Да, забыл совсем, уже перед "освобождением" тот же врач мне осторожненько сообщил, что мама моя уже тому два месяца, как умерла, но - он замялся - ехать на могилу мне не след, могут быть рецидивы. Конечно, он не смерть матери имел в виду (я как-то эту весть спокойно воспринял, не мог осознать), а боялся он моей встречи с ним. Но я, помню, тогда уже подумал: а не попробовать ли поехать и взглянуть ему в глаза?.. Эта мысль долго пощипывала мою душу, но я не решился...

Надо сказать, что мне ещё труднее стало разговаривать. Я и вообще-то старался молчать, а как заметил, что от усилия заговорить тошнотные судороги начинали горло дёргать, вообще онемел. Сижу - молчу. Копаю - молчу. Иду молчу. Попивать портвейн начал и тоже молча.

На этой работе меня опять в первые дни дёргали- что-то спрашивали, куда-то звали, за что-то агитировали. Раз (я в комнате один был) девчонка -рослая, большеглазая, в джинсах -- припёрлась. Так и так, говорит, зовут Людмилой, комсомольский секретарь, не желаешь ли в выпуске стенгазеты участие принять? Устно я не смог бы выговорить, а на бумажке чётко и крупно написал: "Иди ты к... матери!" Глаза вытаращила, выскочила. Но последствий не было, ей, видимо, объяснили, откуда я появился. Отвязались. Так за немого дебила и считали. Мне и лучше.

Тут я перескакиваю, потому что года два-три (уж и сам не помню, сколько) землю лопатил, ел, спал и пил. День за днём. Вот портвейн-то и способствовал тому, что я как один из героев Достоевского, на "седьмую версту" снова загремел.

А загремел я и с большим звоном из-за того, что начал в конце концов не один выпивать, а с ним. Сначала вроде один начинаю. Только порцию пропущу, тошноту переборю (и скверный же портвейн у нас делают - яд крысиный!), а он - вот он, дед Козёл-то, уже свой стакан протягивает. Я наливал. И разговаривал.

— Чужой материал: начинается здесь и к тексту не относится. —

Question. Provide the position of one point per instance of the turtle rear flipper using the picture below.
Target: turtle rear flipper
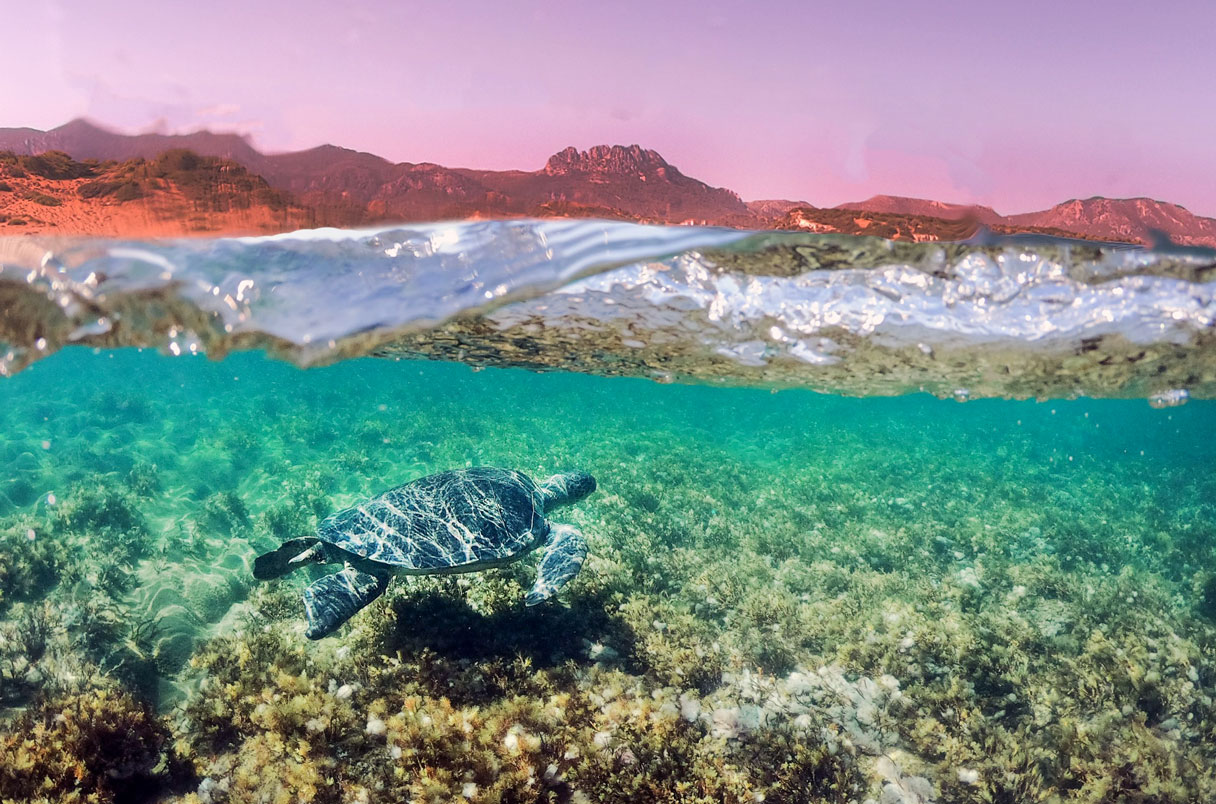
(335, 599)
(564, 552)
(277, 563)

Всё пытался выяснить, зачем он впился, кровосос, в меня, почему он именно меня выбрал и жизнь мою, как тряпку мнет и ноги свои копытные об нее вытирает?.. После таких патетических речей я, дождавшись, когда он подпьянеет, начинал его мять: рвал бороду, крутил уши, глаза пытался выковыривать...

В этот раз чинили мой "сельсовет" ещё дольше. И починили капитально. Я настолько явно и трезво стал соображать, что по взгляду врача (всё того же) понял - скоро мне возвращаться. Если ничего не произойдет. А что могло произойти?

Я ещё на "даче" начал об этом рассуждать. И вот, когда вышел, глянул на синее небо, на зелёнь и жёлтизну мира (стоял опять сентябрь - бабье лето), понял, эту занозу надо наконец вытащить. Схема рассуждении примерно такова: я убью деда Козла, отсижу за эту вонючку десять, пусть даже пятнадцать лет, но зато эти пятнадцать лет там и потом до самого конца своего я буду жить, жить, жить!.. Буду жить, как все. В этом я был уверен. "Может быть, даже женюсь", - подумал тогда же.

* * *

...В селе мало что изменилось: новый магазин почти весь из стекла рядом с автостанцией; да вдали, у того проклятого сада, громоздилось трёхэтажное глазастое здание, видимо, новая школа. Я помнил, где гостиница, и не стал расспрашивать. По дороге всё попадались незнакомые, или я не узнавал никого. Со мной тоже никто не здоровался. Столько лет прошло!

Вообще-то я ни о какой гостинице и не думал вначале. В портфеле вместе с бельём и электробритвой лежал тяжёлый молоток. Я купил его ещё в городе и даже не стал очищать от масла, головка его так и оставалась в заводской бумаге. Приехать, добраться до хаты Козла, а там хоть пусть он один, хоть со своим внуком, Фашистом, уработаю. Но когда автобус ехал по центральной улице села, вдруг так защемило сердце воспоминаниями, что я решил дня два-три пожить перед этим, сходить на кладбище, к домику Люси, уж Бог знает - зачем. Да мало ли чего!